On Feb. 23, the Pacific Justice Institute filed a civil rights
action in federal court on behalf of the aggrieved residents against the Housing Authority, and the city and county of San Francisco.

Pacific Justice Institute attorney Brad Dacus contends that too
many people in the San Francisco government have an extreme view of the separation of church and state doctrine that amounts to supporting a freedom from religion rather than the constitutionally mandated freedom of religion.

This case is very important because it involves the interplay and
tension between certain clauses in the Constitution: free exercise, free speech and establishment — all part of the First Amendment.

The First Amendment provides in relevant part, “Congress shall make
no law respecting an establishment of religion, or prohibiting the free exercise thereof; or abridging the freedom of speech. …”

The Housing Authority is using the Establishment Clause to disguise
its obvious motive to discriminate against worshiping Christians. This clause
was never intended to require an absolute separation of church and state, as
many people have come to believe. Rather, it seeks to prohibit a state-sponsored religion, or the favoring of one religion over another through financial support or otherwise.

The establishment clause thus has essentially the same purpose as
the free exercise clause: to ensure that the state does not encroach on the freedom of each individual to worship as he chooses. While the establishment clause was designed by the framers to further guarantee the freedom of religion, the Supreme Court, in some cases over the years, has twisted its meaning 180 degrees by invoking it to prohibit rather than guarantee that freedom.

The most famous example of this was the case of Engel vs. Vitale
(1962), where voluntary prayer in public schools was ruled unconstitutional as violating the establishment clause. But in Sherbert vs. Verner (1963),
Justice Stewart lamented that the Court, in Engel vs. Vitale and other cases, had “accorded to the establishment clause a meaning which neither the words, the history, nor the intention of the authors of that specific constitutional provision even remotely suggests.”

Fortunately, not every Supreme Court case has been hostile to
Christianity.In fact, the Pacific Justice Institute is relying on Widmar vs. Vincent (1981), in its effort to have the Housing Authority’s discriminatory policy held unconstitutional. In that case, the University of Missouri at Kansas
City prohibited a religious group from meeting in university buildings because
of a university regulation prohibiting the use of university buildings or
grounds for purposes of religious worship or religious teaching.

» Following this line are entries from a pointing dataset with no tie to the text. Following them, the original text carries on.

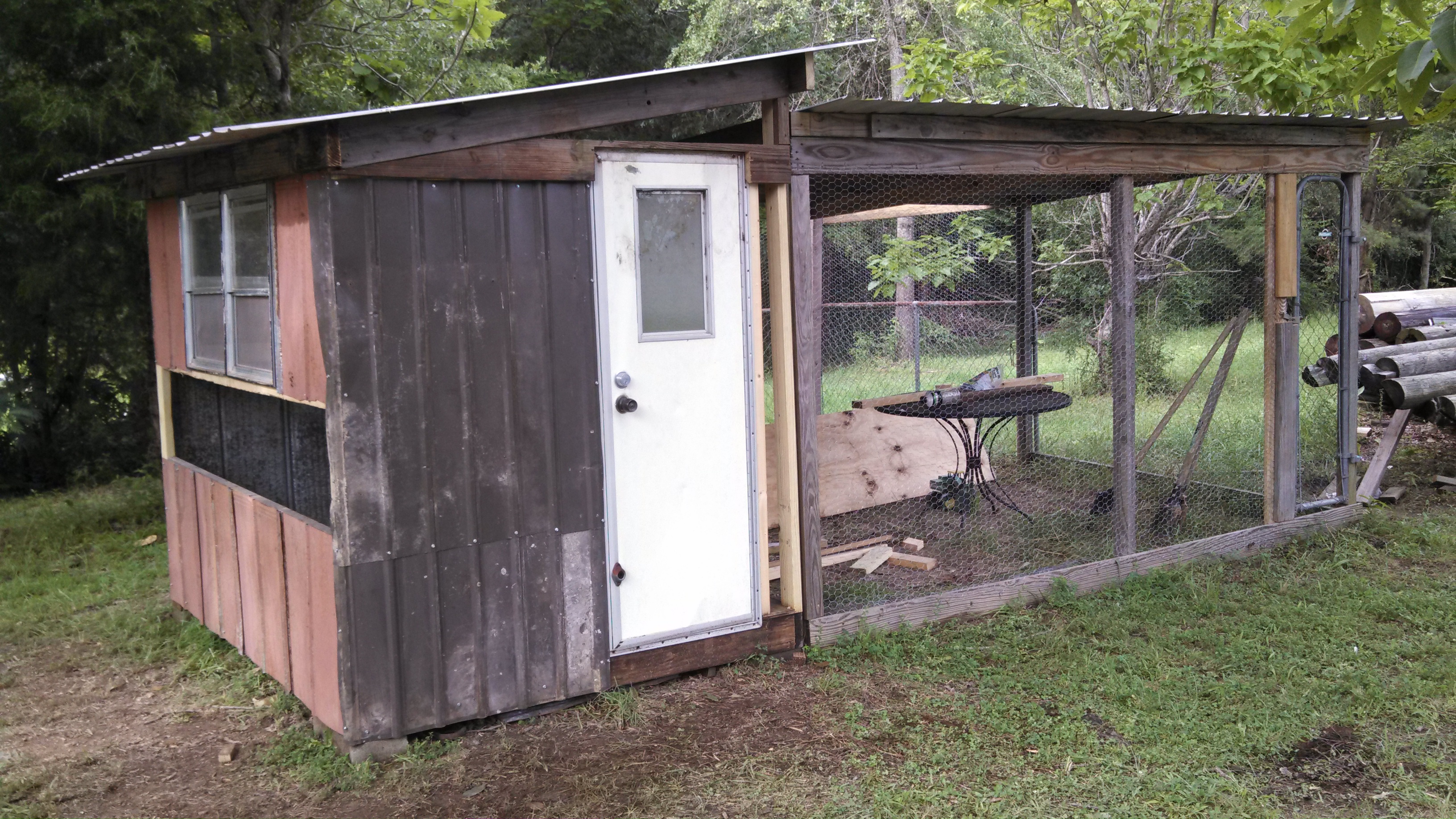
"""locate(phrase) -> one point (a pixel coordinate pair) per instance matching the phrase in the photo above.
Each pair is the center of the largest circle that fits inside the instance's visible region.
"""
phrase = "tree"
(85, 81)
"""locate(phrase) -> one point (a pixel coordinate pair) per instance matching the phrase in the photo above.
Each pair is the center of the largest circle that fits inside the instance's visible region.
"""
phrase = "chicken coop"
(485, 405)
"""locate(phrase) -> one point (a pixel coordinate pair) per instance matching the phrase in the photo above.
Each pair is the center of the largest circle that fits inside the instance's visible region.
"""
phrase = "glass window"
(672, 263)
(229, 276)
(203, 263)
(249, 283)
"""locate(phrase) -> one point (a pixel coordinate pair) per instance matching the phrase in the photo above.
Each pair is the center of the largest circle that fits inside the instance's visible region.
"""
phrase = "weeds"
(306, 760)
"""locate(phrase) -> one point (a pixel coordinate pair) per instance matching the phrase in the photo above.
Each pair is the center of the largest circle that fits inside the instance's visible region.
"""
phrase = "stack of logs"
(1407, 353)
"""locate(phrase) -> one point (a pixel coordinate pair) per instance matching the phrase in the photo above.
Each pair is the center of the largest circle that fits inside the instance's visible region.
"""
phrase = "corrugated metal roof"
(231, 135)
(1007, 110)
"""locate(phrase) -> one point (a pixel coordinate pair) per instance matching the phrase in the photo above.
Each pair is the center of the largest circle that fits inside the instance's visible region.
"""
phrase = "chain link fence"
(1014, 283)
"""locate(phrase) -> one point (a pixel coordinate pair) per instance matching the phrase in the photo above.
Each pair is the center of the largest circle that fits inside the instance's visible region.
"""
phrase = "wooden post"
(1280, 347)
(1349, 324)
(785, 411)
(809, 306)
(165, 438)
(1125, 388)
(761, 419)
(1026, 328)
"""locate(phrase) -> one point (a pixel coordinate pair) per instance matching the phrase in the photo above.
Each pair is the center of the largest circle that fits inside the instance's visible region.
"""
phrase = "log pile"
(1407, 353)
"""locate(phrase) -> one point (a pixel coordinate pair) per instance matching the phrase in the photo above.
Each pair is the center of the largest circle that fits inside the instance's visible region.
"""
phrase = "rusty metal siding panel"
(574, 358)
(362, 524)
(492, 414)
(462, 326)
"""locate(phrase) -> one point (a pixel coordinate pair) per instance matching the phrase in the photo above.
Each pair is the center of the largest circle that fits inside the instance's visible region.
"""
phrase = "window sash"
(229, 207)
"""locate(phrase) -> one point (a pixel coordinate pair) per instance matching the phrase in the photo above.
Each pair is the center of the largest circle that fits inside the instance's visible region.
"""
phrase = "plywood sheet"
(868, 458)
(190, 553)
(229, 583)
(273, 621)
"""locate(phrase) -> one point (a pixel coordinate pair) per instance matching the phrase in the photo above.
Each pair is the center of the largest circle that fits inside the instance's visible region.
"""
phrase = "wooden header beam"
(815, 155)
(1027, 130)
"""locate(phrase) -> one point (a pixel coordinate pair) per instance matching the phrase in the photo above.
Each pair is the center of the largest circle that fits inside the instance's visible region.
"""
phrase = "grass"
(1180, 694)
(87, 570)
(1191, 693)
(1232, 455)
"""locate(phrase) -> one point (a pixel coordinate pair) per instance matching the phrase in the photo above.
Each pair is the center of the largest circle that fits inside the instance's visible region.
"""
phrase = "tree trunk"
(905, 292)
(1419, 364)
(1426, 248)
(1411, 391)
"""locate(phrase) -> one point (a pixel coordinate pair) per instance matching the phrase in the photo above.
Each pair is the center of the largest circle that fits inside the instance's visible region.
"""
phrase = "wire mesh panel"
(967, 369)
(1320, 326)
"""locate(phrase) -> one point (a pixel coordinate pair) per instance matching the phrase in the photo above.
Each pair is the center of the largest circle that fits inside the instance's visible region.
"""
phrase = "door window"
(673, 280)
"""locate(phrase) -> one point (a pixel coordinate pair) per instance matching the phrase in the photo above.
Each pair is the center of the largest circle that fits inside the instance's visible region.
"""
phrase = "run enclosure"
(548, 463)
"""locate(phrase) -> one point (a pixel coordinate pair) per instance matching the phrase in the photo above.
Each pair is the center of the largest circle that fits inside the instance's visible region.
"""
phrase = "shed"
(468, 409)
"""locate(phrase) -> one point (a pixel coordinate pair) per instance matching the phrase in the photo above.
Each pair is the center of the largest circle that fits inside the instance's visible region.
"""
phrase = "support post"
(1125, 423)
(761, 427)
(165, 436)
(809, 306)
(1282, 347)
(1026, 328)
(1349, 328)
(785, 410)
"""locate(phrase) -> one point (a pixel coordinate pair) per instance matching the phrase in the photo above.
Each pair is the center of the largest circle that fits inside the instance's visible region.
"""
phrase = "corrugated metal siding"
(459, 327)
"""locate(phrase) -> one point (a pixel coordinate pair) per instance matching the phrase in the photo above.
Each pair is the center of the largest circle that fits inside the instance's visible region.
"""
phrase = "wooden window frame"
(229, 290)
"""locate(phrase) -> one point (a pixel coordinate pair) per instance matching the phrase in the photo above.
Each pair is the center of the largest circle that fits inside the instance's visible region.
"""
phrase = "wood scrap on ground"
(912, 562)
(1371, 484)
(873, 558)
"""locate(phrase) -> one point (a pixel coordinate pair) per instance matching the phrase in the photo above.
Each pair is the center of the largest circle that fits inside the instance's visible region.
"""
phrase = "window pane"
(252, 334)
(672, 270)
(248, 219)
(207, 331)
(204, 244)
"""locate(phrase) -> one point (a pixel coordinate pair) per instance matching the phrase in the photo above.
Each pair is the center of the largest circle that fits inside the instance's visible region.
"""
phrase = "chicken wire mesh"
(1018, 480)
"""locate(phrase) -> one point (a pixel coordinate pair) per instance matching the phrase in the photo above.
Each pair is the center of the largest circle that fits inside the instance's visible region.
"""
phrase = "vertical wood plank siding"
(301, 356)
(165, 252)
(459, 326)
(260, 576)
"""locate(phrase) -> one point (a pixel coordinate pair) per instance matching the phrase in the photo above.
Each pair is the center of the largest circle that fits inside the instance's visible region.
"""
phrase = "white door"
(673, 321)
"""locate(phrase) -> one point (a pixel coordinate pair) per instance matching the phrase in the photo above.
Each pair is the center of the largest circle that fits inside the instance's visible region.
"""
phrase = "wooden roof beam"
(389, 136)
(1030, 130)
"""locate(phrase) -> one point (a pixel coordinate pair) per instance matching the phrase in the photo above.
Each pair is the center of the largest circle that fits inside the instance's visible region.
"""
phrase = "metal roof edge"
(231, 135)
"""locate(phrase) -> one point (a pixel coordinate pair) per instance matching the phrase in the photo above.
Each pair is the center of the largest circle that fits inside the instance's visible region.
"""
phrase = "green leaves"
(1444, 34)
(932, 260)
(1414, 59)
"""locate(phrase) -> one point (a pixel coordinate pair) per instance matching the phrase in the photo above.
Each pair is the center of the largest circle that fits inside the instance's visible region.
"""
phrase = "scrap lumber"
(1371, 484)
(873, 558)
(912, 562)
(1413, 391)
(1419, 364)
(775, 570)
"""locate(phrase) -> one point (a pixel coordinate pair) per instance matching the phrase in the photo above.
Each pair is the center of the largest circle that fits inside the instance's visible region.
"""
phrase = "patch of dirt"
(88, 745)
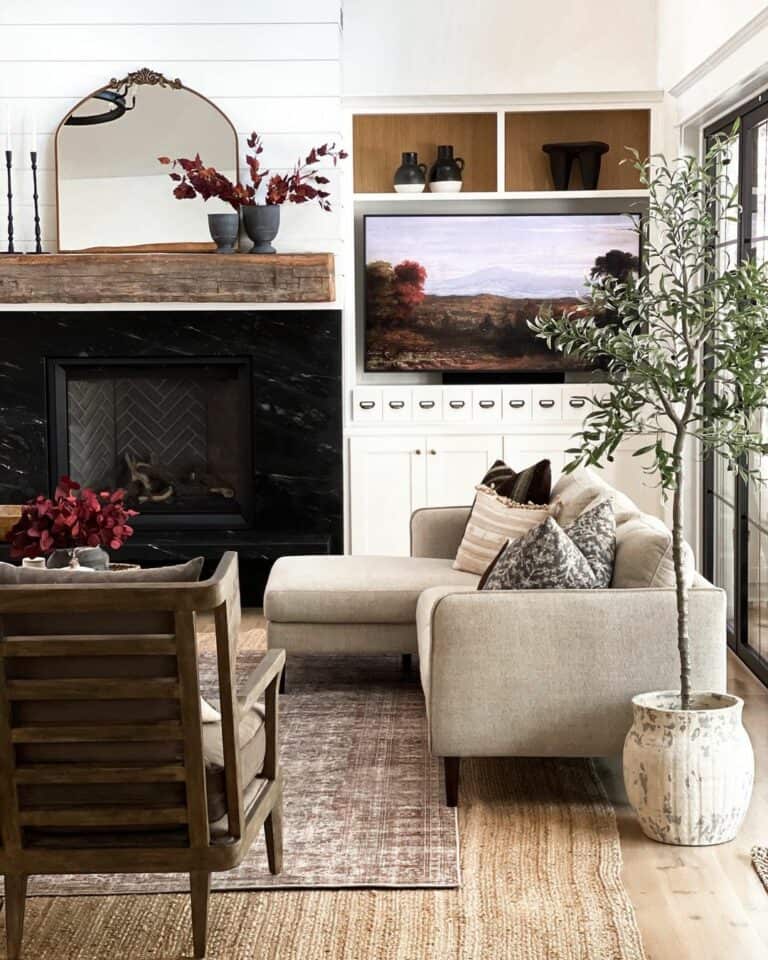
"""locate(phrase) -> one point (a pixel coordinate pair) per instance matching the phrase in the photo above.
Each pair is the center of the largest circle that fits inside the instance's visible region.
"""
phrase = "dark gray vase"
(95, 558)
(224, 228)
(261, 222)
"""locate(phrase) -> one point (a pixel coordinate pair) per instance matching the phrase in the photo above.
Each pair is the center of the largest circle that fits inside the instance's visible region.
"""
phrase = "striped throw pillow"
(495, 520)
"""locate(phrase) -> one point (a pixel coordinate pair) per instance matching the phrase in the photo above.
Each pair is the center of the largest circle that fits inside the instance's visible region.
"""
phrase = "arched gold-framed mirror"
(111, 191)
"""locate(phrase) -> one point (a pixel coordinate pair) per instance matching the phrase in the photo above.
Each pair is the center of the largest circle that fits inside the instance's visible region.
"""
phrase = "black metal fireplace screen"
(176, 434)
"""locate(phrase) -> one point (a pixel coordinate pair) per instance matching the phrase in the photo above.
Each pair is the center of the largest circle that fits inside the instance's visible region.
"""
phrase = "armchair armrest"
(268, 670)
(437, 531)
(553, 672)
(264, 679)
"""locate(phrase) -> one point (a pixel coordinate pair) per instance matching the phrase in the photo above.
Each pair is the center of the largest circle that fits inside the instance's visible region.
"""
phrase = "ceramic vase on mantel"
(688, 773)
(224, 229)
(262, 222)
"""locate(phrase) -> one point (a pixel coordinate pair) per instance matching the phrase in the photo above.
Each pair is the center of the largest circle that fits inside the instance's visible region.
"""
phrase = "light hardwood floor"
(705, 903)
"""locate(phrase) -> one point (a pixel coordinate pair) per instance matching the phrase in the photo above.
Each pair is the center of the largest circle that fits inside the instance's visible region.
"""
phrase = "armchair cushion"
(252, 750)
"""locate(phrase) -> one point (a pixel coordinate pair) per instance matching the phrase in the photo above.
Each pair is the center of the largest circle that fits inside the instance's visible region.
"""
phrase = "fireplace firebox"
(224, 425)
(175, 433)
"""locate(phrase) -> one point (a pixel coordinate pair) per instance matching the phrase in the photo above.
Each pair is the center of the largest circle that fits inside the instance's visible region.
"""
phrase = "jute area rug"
(541, 868)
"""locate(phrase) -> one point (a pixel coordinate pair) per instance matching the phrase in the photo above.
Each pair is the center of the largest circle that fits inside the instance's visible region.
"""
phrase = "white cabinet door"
(455, 465)
(387, 483)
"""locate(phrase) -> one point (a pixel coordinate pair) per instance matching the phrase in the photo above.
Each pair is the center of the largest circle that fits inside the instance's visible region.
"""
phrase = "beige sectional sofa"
(508, 673)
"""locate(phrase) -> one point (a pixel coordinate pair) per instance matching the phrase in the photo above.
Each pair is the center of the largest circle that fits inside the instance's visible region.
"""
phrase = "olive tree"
(683, 344)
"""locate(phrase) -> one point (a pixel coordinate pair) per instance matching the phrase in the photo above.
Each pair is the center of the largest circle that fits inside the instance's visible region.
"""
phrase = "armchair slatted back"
(100, 728)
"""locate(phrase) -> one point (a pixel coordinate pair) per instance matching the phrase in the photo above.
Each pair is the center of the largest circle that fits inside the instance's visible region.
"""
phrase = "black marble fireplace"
(223, 426)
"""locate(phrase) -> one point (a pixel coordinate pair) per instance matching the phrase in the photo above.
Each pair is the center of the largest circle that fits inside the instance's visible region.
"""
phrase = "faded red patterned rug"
(363, 797)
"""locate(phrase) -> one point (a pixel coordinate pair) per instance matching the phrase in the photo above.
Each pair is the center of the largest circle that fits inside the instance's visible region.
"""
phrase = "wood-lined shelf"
(506, 195)
(379, 140)
(527, 166)
(294, 278)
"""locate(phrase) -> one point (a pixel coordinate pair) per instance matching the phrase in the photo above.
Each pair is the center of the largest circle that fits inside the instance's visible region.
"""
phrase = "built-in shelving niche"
(380, 138)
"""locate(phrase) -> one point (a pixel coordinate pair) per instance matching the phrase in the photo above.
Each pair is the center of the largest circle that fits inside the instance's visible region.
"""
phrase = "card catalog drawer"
(516, 404)
(577, 401)
(486, 403)
(547, 403)
(396, 405)
(457, 403)
(427, 403)
(366, 404)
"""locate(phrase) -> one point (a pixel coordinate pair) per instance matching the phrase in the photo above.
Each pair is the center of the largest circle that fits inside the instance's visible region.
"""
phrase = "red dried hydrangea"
(71, 519)
(303, 184)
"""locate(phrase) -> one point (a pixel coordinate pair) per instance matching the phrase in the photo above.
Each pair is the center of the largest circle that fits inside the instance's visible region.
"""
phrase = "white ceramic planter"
(688, 773)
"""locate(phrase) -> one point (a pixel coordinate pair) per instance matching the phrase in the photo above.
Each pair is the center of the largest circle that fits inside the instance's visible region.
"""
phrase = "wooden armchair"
(106, 766)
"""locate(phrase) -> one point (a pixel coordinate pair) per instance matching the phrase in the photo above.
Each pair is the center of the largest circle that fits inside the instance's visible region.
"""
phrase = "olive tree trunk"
(683, 639)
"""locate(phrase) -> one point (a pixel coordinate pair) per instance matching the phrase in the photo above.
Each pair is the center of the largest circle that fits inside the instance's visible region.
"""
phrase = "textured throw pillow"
(492, 522)
(187, 572)
(575, 491)
(594, 533)
(532, 485)
(544, 559)
(644, 555)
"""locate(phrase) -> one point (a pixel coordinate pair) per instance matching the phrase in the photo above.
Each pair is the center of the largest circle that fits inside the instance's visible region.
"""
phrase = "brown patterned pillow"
(532, 485)
(493, 521)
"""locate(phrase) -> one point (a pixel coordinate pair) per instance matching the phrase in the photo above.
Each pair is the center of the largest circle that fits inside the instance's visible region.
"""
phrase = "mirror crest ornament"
(111, 191)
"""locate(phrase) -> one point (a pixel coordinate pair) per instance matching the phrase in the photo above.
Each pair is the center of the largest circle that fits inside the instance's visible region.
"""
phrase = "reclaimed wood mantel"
(167, 278)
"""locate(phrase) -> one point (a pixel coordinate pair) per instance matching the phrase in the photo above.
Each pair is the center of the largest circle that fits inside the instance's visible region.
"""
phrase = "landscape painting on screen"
(457, 292)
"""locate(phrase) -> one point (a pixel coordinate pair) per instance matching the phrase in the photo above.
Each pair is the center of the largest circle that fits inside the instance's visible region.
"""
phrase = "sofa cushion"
(575, 491)
(11, 575)
(252, 751)
(644, 555)
(493, 521)
(354, 589)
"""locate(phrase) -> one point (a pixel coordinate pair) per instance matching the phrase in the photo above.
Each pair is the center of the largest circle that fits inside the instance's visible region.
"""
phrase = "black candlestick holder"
(38, 241)
(8, 167)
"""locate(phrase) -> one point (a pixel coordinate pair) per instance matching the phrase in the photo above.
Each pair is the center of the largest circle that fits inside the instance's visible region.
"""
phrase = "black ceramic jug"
(410, 176)
(445, 175)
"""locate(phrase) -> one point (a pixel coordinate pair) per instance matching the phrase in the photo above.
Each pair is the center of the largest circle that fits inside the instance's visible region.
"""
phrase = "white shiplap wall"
(272, 66)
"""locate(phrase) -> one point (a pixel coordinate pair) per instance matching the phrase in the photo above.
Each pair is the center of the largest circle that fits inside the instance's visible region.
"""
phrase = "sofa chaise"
(508, 673)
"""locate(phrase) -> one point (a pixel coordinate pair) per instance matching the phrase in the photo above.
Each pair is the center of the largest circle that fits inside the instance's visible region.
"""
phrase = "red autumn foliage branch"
(303, 184)
(70, 520)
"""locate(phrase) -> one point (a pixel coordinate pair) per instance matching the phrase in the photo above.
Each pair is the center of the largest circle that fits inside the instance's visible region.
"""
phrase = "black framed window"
(736, 514)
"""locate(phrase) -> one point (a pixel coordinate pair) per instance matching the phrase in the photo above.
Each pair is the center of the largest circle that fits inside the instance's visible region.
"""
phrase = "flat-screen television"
(455, 292)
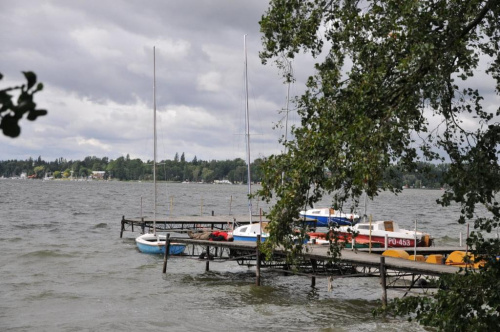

The district court upheld the challenged regulation on the basis
that it was required by the establishment clause. The Supreme Court affirmed the court of Aappeals reversal of the district court’s decision and held the university regulation unconstitutional.

It struck down the regulation on two separate constitutional bases:
1) the establishment clause does not bar a policy of equal access, in which
facilities are open to groups and speakers of all kinds, and 2) the
university regulation violated the students’ free exercise and free speech guarantees.

The Sunnydale residents and the Pacific Justice Institute should be
applauded for standing up against this overt religious discrimination by the city of San Francisco. Their reliance on the Widmar case is well placed and is sure to vindicate their honorable position in this matter. As Stewart said, “I am convinced that no liberty is more essential to the continued vitality of
the free society which our Constitution guarantees than is the religious
liberty protected by the free exercise clause explicit in the First Amendment.”

Attacks on our cultural heritage sometimes arrive in camouflaged
packages. In this San Francisco case, as in many others, one of the only two
constitutional clauses designed by the framers as a shield to preserve our freedom of religious worship is being used instead as a sword that seeks to slash to pieces that sacred freedom. God bless the residents and their counsel for refusing to succumb to the tyranny of state-sponsored religious oppression.